Shaw encourages students who have a passion for travel or philanthropy to inform themselves about the organization and its unique opportunities for recent graduates.

“I would say apply, because even though you think you don’t have the experience, they work with you,” she said. “You’re trained, and they give you all the information before you go. So it’s a way to step out and get involved in a country that you’re not used to, but actually do good. I feel like so many people are focused on how to apply it [their education] around here when they need [it] overseas, too.”

According to the Peace Corps website, many former volunteers apply their experience to careers in education, business, or health-related fields. Some also work as journalists, writers, members of Congress, or even astronauts.

Central America, Eastern Europe, South America, the Caribbean Islands, Africa, the Pacific Islands and Southeast Asia are all locations where the Peace Corps offers programs, according to their website. It also states that to apply, prospective volunteers for the two-year program need to be U.S. citizens over the age of  18 who can depart in 19-20 months. The site also provides featured openings abroad utilizing a variety of skills. The organization offers many opportunities for students to consider for life after UIndy, both at home and abroad.

While Werling plans to continue working as a nurse when she returns to the states, like Shaw, she also hopes that other students will consider the Peace Corps as they decide on post-graduation plans, despite the anxiety they may feel being so far from home.

She said that the Peace Corps is not only an opportunity to learn new skills, but to  also understand cultures from a more intimate point of view than solely through media coverage.
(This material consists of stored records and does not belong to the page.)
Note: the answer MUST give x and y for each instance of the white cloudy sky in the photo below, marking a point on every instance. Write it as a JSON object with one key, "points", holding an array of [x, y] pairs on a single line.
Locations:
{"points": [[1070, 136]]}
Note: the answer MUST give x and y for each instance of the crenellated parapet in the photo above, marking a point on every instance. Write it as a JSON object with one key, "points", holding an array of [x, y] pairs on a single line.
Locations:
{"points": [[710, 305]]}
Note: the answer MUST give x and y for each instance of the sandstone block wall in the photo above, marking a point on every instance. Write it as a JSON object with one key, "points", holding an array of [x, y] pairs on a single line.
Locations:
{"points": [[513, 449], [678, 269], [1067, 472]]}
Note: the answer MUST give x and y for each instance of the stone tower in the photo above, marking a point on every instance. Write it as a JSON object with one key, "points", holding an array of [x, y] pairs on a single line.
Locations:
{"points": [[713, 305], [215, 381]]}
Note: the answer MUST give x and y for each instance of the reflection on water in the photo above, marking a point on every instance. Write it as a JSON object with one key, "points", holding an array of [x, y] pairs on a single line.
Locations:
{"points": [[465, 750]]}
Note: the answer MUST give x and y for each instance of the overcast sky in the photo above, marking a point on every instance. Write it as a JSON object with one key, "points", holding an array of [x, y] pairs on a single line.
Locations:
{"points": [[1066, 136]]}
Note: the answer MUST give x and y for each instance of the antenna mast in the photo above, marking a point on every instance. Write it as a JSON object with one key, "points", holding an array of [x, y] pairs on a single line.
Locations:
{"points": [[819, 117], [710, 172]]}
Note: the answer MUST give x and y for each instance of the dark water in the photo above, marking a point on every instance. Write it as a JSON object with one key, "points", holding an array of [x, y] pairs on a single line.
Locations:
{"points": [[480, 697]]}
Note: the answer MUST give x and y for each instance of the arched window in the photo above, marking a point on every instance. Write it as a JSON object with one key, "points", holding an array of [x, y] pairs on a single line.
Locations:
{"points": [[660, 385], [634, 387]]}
“When talking to people from home, the first question was often, ‘Were you safe there?’   To be completely honest I was safer in my small Moroccan town than most places in the U.S.,”  Werling said. “Millions of Muslims around the world, not limited to those in our town, practice Islam that is peaceful, and oftentimes there is no worse insult than being associated with the radical sects that populate the news. My hope for America is that we all can look at those different from ourselves with open-mindedness and tolerance, because when we step back, there is so much to learn about ourselves and humanity.”